Support generic (double-sided) inequality constraints

[charelstoncrabb]

The current interface requires (according to the documentation):

a nonlinear inequality constraint of the form $f_c(x) \leq 0$

A very common pattern in constrained optimization is the more general setup of $l_c \leq f_c(x) \leq u_c$. Providing this type of interface seems much more aligned with what a user actually wants to do, and would take a lot of burden off the user to specialize implementations for each type of (upper/lower) constraint.

If I have an existing constraint function $f_c$ (as a part of some external shared runtime e.g.), this requirement significantly complicates wiring into nlopt.

It seems like the logic could be wrapped in an interface something like:

nlopt::opt::add_inequality_constraint(nlopt::func fc, void* userdata, double lc, double uc, double tol)

Somewhat related to why it makes it an unnecessary pain for the user is the lack of support for lambdas (though a separate issue itself).

If lambdas were supported, this would be much simpler, e.g.

opt.add_inequality_constraint(
    [&](unsigned n, const double*x, double*grad, void* data){
        return fc(n,x,grad,data) - ub;
    },
    1.e-8
)
opt.add_inequality_constraint(
    [&](unsigned n, const double*x, double*grad, void* data){
        double ans = lb - fc(n,x,grad,data);
        if (grad) for (unsigned i = 0; i < n; i++) grad[i]*=-1.;
        return ans;
    },
    1.e-8
)

Either the overloaded add_inequality_constraint method above, or overloaded methods

nlopt::opt::add_<objective/constraint/etc> ( std::function<double(unsigned, const double*, double*, void*)> nlopt_fun, ... );

would be fantastic 😁

[stevengj]

This is a little more painful to add than you might expect.

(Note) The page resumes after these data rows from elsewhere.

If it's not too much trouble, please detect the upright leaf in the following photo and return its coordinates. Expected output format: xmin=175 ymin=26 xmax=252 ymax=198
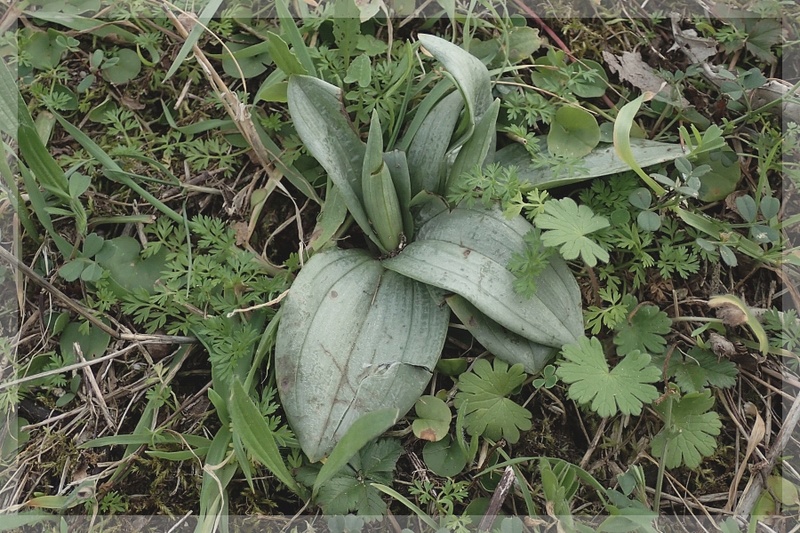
xmin=276 ymin=249 xmax=449 ymax=462
xmin=287 ymin=75 xmax=381 ymax=249
xmin=614 ymin=93 xmax=667 ymax=195
xmin=446 ymin=98 xmax=500 ymax=195
xmin=406 ymin=90 xmax=464 ymax=195
xmin=418 ymin=34 xmax=492 ymax=149
xmin=313 ymin=408 xmax=399 ymax=498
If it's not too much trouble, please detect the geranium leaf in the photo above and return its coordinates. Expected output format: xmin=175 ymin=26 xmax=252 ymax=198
xmin=613 ymin=303 xmax=672 ymax=356
xmin=535 ymin=198 xmax=610 ymax=267
xmin=556 ymin=337 xmax=661 ymax=417
xmin=454 ymin=359 xmax=532 ymax=443
xmin=651 ymin=391 xmax=721 ymax=468
xmin=665 ymin=347 xmax=738 ymax=393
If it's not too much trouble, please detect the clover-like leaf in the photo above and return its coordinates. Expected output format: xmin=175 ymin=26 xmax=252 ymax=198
xmin=666 ymin=347 xmax=738 ymax=393
xmin=535 ymin=198 xmax=609 ymax=267
xmin=556 ymin=336 xmax=661 ymax=417
xmin=614 ymin=302 xmax=671 ymax=356
xmin=412 ymin=395 xmax=451 ymax=442
xmin=651 ymin=390 xmax=721 ymax=469
xmin=454 ymin=359 xmax=532 ymax=443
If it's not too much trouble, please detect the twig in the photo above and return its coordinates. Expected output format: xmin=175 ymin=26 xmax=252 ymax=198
xmin=0 ymin=344 xmax=139 ymax=392
xmin=579 ymin=418 xmax=607 ymax=469
xmin=75 ymin=344 xmax=116 ymax=431
xmin=478 ymin=466 xmax=516 ymax=532
xmin=735 ymin=391 xmax=800 ymax=517
xmin=0 ymin=245 xmax=118 ymax=339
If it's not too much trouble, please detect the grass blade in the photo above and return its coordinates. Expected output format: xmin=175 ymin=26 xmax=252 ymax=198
xmin=312 ymin=408 xmax=399 ymax=498
xmin=164 ymin=0 xmax=225 ymax=82
xmin=229 ymin=380 xmax=306 ymax=498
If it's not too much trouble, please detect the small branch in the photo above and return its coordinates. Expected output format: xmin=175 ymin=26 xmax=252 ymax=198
xmin=734 ymin=392 xmax=800 ymax=518
xmin=478 ymin=466 xmax=516 ymax=532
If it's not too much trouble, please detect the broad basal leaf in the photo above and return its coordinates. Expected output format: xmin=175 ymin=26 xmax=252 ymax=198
xmin=535 ymin=198 xmax=610 ymax=267
xmin=651 ymin=390 xmax=721 ymax=468
xmin=454 ymin=359 xmax=532 ymax=443
xmin=446 ymin=294 xmax=555 ymax=375
xmin=613 ymin=302 xmax=671 ymax=356
xmin=556 ymin=336 xmax=661 ymax=417
xmin=275 ymin=248 xmax=449 ymax=462
xmin=413 ymin=395 xmax=451 ymax=442
xmin=383 ymin=204 xmax=583 ymax=349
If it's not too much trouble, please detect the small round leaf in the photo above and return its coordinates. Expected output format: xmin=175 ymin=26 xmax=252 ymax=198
xmin=547 ymin=106 xmax=600 ymax=158
xmin=637 ymin=210 xmax=662 ymax=232
xmin=628 ymin=188 xmax=652 ymax=210
xmin=412 ymin=395 xmax=451 ymax=442
xmin=102 ymin=48 xmax=142 ymax=85
xmin=422 ymin=436 xmax=467 ymax=477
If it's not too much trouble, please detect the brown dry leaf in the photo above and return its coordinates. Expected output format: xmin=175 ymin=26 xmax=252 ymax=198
xmin=708 ymin=299 xmax=748 ymax=327
xmin=602 ymin=51 xmax=689 ymax=108
xmin=709 ymin=331 xmax=737 ymax=358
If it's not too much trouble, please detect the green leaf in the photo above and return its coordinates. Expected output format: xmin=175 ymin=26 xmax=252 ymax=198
xmin=266 ymin=31 xmax=308 ymax=76
xmin=547 ymin=106 xmax=600 ymax=158
xmin=406 ymin=90 xmax=463 ymax=195
xmin=535 ymin=198 xmax=609 ymax=267
xmin=275 ymin=0 xmax=316 ymax=76
xmin=101 ymin=48 xmax=141 ymax=85
xmin=694 ymin=146 xmax=741 ymax=202
xmin=556 ymin=337 xmax=661 ymax=417
xmin=613 ymin=302 xmax=671 ymax=356
xmin=344 ymin=53 xmax=372 ymax=87
xmin=309 ymin=183 xmax=348 ymax=251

Of course, we could add "double-sided" API, but under the hood it would need to transform it to the $f_c(x) ≤ 0$ form since that's what the algorithms all use. In principle, this is no problem — you create two inequality constraints internally. However, that is suboptimal because it will end up evaluating your $f_c$ function twice. Whereas if the user implements it as two constraints then they can memo-ize the $f_c$ function so that the second call just re-uses the results of the first.